13.3.2 Droplet-to-bubble Phase Transition in PFP Nanoemulsions


Starting with a pioneering work by Apfel, it was shown that perfluorocarbon droplets can convert into microbubbles under ultrasound irradiation (Apfel 1998). This effect, called acoustic droplet vaporization (ADV), has been thoroughly investigated by the Fowlkes group (Fabiilli et al. 2009, 2010a, b; Kripfgans et al. 2000, 2002, 2004, 2005; Lo et al. 2006, 2007; Miller et al. 2000; Wong et al. 2011; Zhang et al. 2010), the De Jong and Versluis groups (Chen et al. 2013; Faez et al. 2013; Kokhuis et al. 2013; Kooiman et al. 2014; Maresca et al. 2013; Reznik et al. 2013, 2014; Segers and Versluis 2014; Shpak et al. 2013, 2014; Ten Kate et al. 2013; Thomas et al. 2013) and Rapoport group (Gao et al. 2008; Nam et al. 2009; O’Neill and Rapoport 2011; Rapoport et al. 2009a, b, 2010a, 2012a). In medical applications, acoustic droplet vaporization was tested for temporal and spatial control of tissue occlusion (Kripfgans et al. 2002; Kripfgans et al. 2005; Zhang et al. 2010), as well as for cavitation nucleation agents for non-thermal ultrasound therapy (Miller et al. 2000; Miller and Song 2002), for enhancing gene transfer, for phase aberration correction (Kripfgans et al. 2002) and for the ultrasound-enhanced drug delivery; for reviews on the latter application, see (Rapoport 2012a, b).
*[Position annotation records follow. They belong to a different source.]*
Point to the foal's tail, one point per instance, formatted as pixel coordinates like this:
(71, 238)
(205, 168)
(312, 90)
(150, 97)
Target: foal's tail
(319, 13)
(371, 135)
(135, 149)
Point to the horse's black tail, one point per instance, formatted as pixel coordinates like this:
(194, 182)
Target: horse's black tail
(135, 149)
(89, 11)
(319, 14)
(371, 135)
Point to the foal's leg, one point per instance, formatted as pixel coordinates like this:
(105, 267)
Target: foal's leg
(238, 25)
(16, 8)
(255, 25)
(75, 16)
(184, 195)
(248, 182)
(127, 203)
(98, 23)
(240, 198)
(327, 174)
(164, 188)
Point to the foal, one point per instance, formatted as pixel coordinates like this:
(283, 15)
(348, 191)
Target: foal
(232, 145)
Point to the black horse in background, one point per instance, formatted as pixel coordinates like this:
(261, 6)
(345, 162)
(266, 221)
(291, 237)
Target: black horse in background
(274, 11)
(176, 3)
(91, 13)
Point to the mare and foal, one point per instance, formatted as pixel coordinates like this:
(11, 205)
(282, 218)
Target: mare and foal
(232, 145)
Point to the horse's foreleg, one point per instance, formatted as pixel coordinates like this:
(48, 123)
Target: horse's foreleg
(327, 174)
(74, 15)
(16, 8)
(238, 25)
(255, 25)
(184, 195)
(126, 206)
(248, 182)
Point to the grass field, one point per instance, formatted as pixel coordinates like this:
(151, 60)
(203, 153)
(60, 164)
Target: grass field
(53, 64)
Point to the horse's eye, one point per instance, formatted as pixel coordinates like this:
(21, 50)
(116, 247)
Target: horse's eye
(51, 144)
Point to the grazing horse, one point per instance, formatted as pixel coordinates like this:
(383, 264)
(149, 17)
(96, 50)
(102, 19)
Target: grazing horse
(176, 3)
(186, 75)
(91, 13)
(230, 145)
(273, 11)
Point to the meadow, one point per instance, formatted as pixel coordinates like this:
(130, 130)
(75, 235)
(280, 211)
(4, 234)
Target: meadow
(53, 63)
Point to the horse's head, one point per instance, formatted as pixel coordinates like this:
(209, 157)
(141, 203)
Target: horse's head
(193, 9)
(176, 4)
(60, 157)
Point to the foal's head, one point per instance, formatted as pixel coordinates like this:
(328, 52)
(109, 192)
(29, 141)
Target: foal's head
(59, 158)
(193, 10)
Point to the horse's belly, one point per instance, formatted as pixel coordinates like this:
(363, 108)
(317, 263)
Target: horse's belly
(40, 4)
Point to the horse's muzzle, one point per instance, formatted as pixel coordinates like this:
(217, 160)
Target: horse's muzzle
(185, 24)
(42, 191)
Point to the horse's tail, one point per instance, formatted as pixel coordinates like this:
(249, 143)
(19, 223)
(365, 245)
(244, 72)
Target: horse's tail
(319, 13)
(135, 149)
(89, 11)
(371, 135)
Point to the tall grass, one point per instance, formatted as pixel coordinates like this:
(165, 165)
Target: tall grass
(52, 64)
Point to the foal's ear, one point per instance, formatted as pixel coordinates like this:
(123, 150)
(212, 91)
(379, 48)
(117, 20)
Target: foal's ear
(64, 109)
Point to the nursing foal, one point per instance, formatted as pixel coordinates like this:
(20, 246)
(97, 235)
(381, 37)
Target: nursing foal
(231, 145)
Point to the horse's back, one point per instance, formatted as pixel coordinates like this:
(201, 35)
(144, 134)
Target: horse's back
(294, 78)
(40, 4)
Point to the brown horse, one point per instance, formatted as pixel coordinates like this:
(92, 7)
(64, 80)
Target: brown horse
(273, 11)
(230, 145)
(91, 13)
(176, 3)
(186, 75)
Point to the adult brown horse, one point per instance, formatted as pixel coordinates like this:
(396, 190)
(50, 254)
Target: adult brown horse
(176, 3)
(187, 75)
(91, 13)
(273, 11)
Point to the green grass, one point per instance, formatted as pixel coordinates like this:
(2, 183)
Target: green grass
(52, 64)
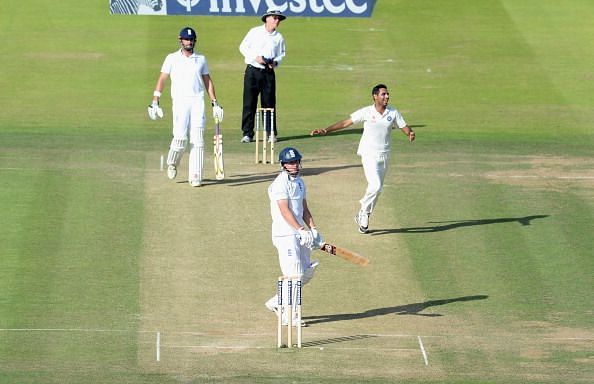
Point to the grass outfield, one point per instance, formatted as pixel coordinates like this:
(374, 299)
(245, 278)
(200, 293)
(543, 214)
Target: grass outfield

13.3.2.1 Vaporization of the PFP Droplets: Mechanism and Therapeutic Applications


It was found that micrometer-sized albumin-coated PFP droplets vaporized into gas bubbles with the application of short tone bursts in the diagnostic frequency range of 1.5–8 MHz (Kripfgans et al. 2000). The resulting bubbles were 20–80 μm in diameter. The threshold for vaporization decreased with increasing ultrasound frequency and sonication time, and in the presence of microbubbles as nucleation agents (Kripfgans et al. 2000; Lo et al. 2007). The vaporization threshold was higher for smaller droplets (Kripfgans et al. 2004). These experiments were complemented with the optical imaging of the droplet-to-bubble transition using the ultra-high speed imaging camera (Wong et al. 2011).
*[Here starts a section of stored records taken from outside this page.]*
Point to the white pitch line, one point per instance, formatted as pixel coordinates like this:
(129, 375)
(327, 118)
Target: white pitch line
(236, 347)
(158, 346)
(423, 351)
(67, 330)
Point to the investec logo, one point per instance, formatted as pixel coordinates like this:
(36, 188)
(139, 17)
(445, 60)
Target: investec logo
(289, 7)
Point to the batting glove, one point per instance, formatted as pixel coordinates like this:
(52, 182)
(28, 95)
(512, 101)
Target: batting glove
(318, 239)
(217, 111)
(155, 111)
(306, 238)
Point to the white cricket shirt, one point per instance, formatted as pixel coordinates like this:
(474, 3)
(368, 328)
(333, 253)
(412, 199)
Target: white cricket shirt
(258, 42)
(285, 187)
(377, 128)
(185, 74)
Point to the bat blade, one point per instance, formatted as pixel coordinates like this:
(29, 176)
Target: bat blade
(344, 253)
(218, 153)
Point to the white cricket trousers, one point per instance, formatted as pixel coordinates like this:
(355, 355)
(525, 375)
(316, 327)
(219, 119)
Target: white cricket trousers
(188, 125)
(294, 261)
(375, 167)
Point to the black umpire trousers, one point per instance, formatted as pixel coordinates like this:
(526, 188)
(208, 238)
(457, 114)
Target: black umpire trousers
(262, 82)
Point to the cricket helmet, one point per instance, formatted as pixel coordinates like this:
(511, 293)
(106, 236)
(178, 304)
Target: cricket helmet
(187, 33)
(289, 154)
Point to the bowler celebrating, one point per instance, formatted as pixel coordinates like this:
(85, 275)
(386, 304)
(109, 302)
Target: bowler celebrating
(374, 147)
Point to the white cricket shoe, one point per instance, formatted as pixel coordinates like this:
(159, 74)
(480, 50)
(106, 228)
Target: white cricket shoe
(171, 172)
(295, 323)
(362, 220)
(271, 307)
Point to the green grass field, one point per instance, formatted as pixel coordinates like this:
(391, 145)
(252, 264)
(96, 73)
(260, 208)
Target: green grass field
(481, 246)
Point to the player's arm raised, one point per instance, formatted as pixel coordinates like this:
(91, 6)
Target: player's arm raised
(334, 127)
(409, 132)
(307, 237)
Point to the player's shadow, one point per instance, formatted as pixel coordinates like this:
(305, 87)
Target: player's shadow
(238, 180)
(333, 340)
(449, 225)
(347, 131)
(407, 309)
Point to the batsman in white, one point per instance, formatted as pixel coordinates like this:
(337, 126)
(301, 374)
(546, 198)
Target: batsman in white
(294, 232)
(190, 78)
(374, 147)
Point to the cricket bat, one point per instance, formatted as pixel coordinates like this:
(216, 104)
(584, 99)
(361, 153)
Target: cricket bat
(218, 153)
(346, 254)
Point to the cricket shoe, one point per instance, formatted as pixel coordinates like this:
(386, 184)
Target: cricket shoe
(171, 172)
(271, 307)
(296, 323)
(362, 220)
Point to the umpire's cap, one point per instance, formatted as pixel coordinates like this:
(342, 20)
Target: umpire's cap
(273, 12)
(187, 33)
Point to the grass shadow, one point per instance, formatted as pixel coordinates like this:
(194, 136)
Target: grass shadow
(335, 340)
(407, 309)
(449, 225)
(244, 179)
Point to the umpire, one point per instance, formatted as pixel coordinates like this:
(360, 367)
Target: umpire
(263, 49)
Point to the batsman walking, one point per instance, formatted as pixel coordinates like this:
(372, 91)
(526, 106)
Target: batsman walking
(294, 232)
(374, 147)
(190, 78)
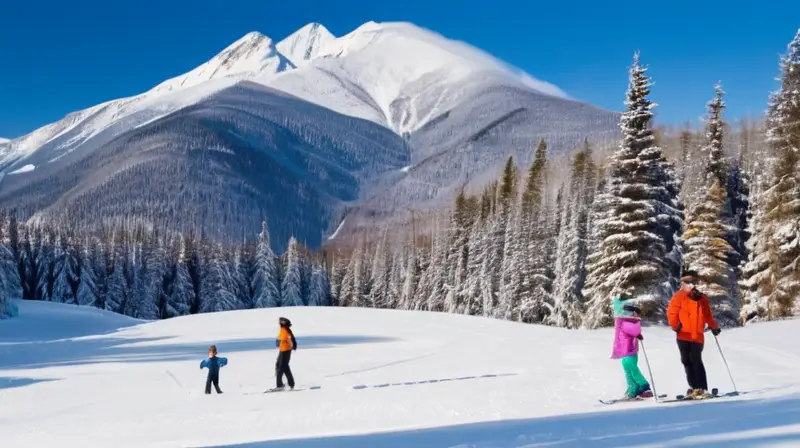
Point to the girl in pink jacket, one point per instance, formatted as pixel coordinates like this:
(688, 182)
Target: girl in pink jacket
(627, 333)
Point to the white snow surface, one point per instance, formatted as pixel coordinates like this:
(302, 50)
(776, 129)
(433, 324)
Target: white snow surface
(25, 169)
(79, 377)
(395, 74)
(302, 46)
Physico-chemical aspects of the PFP droplet vaporization were discussed by Rapoport et al. (2009a, b, 2010a). PFP has a boiling temperature of 29 °C at atmospheric pressure and therefore manifests high propensity for vaporization under heating. However, for small droplets stabilized by elastic copolymer shells, the Laplace pressure (i.e. the pressure difference between the inside and outside of a droplet) may substantially increase boiling temperature. This effect is caused by the surface tension at the interface between a droplet and a bulk liquid. The Laplace pressure is given by



$$ DP={P}_{inside}-{P}_{outside}=\frac{2s}{r} $$

(13.1)
where P inside is the pressure inside a droplet, P outside is the pressure outside a droplet, σ is the surface tension and r is a droplet radius.

Excessive pressure inside a droplet results in an increase in PFP boiling temperature. This phenomenon has important consequences for drug delivery. Laplace pressure is inversely proportional to droplet size according to Eq. 13.1, meaning smaller droplets have higher boiling temperatures than larger droplets. The surface tension at the PFP/water interface for “naked” (i.e. not surfactant-coated) PFP droplets is 56 ± 1 mN/m. Using the known parameters of the Antoine equation for the pressure dependence of PFP vaporization temperature (Barber and Cady 1956), the dependence of the PFP droplet vaporization temperature on droplet size was calculated for two values of the interfacial tension 30 and 50 mN/m, typical values for PEG-coated colloid particles (Alexandridis et al. 1994) (Fig. 13.5) (Rapoport et al. 2009a). As indicated by Fig. 13.5, PFP boiling temperature in droplets smaller than 4 μm is higher than physiological temperature. These droplets remain in the liquid state at physiological temperatures, while droplets larger than 4 μm vaporize. Therefore, droplets larger than 4 μm should be excluded from pharmaceutical PFP emulsion formulations as they would prematurely vaporize upon systemic injection. The fact that micron-sized droplets would not extravasate is equally important. Hence, in Rapoport’s works, paclitaxel (PTX)-loaded PFP nanodroplets were prepared with the average size of 250–300 nm and relatively low polydispersity (see Fig. 13.4). These nanodroplets circulated as liquid nanodroplets and gradually extravasated into tumor tissue, upon which their conversion into microbubbles, which led to a localized drug release, was triggered by tumor-directed ultrasound.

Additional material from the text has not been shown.